L’assiette, le vrai voyage
Voyager écolo, c’est aussi manger ce qui vient de là :
- tester les plats locaux plutôt que des trucs ultra transformés importés,
- éviter les produits menacés (poissons surpêchés, par exemple),
- privilégier les petites adresses fréquentées par les gens du coin.
Je garde en tête une idée simple : « moins de viande, plus de local ». On peut très bien se faire plaisir avec des légumes du marché, des céréales, des fromages, des plats végétariens typiques.
Sur place : adopter le rythme de la marche
Pour se déplacer, dès que possible, je fais au plus simple :
- pieds,
- vélo,
- transports en commun,
- éventuellement voiture pour aller vers des coins isolés, mais en évitant de multiplier les trajets.
Souvent, les plus beaux souvenirs viennent des journées « lentes » : rando, baignade dans un lac autorisé, pique-nique avec produits locaux, observation silencieuse d’animaux depuis un sentier…
Comment choisir sa prochaine destination écotourisme, concrètement ?
Plutôt que de scroller 2 heures sur des listes « top 50 des destinations éco », je te propose une mini méthode que j’utilise.
-
Je choisis une zone géographique
- moins de 8 heures de train de chez moi pour commencer,
- ou un pays accessible facilement par train + bus.
-
Je repère les espaces protégés autour
- parc naturel régional ou national,
- réserves naturelles,
- zones de protection des oiseaux ou de la biodiversité.
-
Je regarde ce qui existe en hébergement engagé
- recherche de labels,
- lecture des avis (je regarde particulièrement ceux qui parlent de calme, de nature, d’accueil),
- site de l’hébergement : est-ce qu’on voit une démarche claire ou juste des mots à la mode ?
-
Je vérifie la vie locale
- marché, associations, activités nature encadrées,
- pas une station entièrement vide hors saison.
-
Je décide ce que je veux vraiment vivre
- plus de nature ? d’animaux ? de culture ?
- je note 3 à 5 envies maxi pour ne pas surcharger le programme.
Ça évite le piège du « tout voir, tout faire », qui est épuisant pour nous et pour les lieux qu’on visite.
Voyager mieux, c’est un chemin, pas un examen
Si tu te dis : « Oui mais j’ai déjà pris l’avion, je ne fais pas tout bien, etc. », je te rassure : moi aussi j’ai fait des choix pas terribles avant de me poser ces questions.

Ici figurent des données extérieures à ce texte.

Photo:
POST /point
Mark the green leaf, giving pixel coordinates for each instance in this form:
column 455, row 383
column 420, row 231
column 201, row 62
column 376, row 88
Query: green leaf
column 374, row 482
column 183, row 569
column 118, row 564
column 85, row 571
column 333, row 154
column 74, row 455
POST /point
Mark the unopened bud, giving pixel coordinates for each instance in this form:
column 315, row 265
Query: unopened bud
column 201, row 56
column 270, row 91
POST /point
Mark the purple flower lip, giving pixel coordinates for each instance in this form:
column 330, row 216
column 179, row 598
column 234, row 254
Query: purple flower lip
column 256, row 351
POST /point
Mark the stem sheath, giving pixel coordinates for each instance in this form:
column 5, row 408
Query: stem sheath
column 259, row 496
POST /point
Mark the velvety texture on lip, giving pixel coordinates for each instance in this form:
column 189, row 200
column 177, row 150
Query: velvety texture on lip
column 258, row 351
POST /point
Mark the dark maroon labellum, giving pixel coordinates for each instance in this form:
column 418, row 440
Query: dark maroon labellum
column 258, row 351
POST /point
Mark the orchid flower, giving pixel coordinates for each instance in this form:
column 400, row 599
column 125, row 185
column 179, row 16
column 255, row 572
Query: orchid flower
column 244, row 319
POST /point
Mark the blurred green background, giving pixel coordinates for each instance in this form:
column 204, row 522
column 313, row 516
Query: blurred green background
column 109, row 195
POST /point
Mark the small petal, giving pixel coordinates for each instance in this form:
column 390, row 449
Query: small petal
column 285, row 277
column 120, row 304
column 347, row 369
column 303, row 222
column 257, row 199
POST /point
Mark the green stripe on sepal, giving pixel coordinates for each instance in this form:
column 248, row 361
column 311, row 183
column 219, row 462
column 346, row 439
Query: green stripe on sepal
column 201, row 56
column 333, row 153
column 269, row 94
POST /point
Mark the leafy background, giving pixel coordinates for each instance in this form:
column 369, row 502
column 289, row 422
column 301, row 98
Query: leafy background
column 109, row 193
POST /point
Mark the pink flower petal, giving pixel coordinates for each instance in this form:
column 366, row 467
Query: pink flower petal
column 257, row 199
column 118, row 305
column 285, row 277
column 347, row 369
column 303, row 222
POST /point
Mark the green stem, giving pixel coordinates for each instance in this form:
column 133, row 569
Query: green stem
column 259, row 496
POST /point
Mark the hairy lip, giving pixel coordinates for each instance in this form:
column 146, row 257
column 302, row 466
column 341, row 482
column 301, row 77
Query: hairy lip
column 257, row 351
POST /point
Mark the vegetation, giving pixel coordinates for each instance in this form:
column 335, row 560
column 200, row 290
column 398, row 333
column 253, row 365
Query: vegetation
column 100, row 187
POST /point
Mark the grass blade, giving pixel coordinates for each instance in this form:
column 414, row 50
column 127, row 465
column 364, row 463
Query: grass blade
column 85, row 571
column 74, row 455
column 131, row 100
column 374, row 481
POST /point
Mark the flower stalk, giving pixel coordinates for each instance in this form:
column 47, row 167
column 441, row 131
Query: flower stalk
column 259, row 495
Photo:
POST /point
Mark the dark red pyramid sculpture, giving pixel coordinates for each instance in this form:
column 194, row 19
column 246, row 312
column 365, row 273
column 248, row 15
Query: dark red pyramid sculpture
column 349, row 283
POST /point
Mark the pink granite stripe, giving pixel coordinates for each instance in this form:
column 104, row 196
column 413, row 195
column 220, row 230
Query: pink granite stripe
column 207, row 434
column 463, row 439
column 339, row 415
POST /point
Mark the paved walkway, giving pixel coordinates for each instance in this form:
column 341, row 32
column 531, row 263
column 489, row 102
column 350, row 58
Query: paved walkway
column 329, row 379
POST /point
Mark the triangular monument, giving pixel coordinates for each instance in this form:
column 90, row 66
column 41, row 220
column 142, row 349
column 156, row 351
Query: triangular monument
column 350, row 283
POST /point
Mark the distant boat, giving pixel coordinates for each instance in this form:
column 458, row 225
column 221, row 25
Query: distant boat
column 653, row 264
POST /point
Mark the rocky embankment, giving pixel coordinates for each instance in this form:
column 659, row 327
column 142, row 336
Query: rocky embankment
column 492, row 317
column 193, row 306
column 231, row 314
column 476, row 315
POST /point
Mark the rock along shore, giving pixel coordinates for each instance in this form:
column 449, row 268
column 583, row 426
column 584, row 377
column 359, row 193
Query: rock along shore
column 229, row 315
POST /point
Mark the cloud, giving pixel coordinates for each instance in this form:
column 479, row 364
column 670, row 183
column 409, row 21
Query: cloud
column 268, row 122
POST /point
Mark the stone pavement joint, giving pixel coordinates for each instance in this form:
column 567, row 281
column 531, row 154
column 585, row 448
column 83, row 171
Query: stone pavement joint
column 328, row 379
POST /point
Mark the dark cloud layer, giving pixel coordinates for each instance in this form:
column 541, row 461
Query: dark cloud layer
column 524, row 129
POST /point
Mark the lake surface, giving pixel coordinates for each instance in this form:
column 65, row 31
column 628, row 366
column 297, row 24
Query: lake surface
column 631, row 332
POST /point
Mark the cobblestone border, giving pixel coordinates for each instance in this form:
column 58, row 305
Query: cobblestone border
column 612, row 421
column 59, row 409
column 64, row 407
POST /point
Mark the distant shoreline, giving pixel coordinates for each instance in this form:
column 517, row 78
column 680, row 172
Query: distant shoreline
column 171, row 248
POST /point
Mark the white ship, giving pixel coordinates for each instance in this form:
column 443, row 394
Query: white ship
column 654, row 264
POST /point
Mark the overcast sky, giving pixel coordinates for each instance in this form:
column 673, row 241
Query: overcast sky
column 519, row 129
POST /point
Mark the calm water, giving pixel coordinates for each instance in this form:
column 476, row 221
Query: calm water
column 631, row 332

L’important, c’est de commencer quelque part :
- une destination plus proche,
- un hébergement plus sobre,
- une façon de voir les animaux plus respectueuse,
- un rythme plus lent.
Et tu verras qu’au fil des voyages, tes critères vont évoluer. Pas par contrainte, mais parce que ces vacances-là sont souvent… plus belles, plus simples, plus mémorables.
Alors, pour tes prochaines vacances, qu’est-ce que tu as envie d’essayer : un séjour dans un parc naturel pas trop loin ? Une semaine au même endroit sans courir partout ? Un voyage où tu reviens avec des histoires plutôt qu’avec 15 magnets de frigo ?
La bonne nouvelle, c’est que la planète aussi sera un peu plus contente de te voir arriver.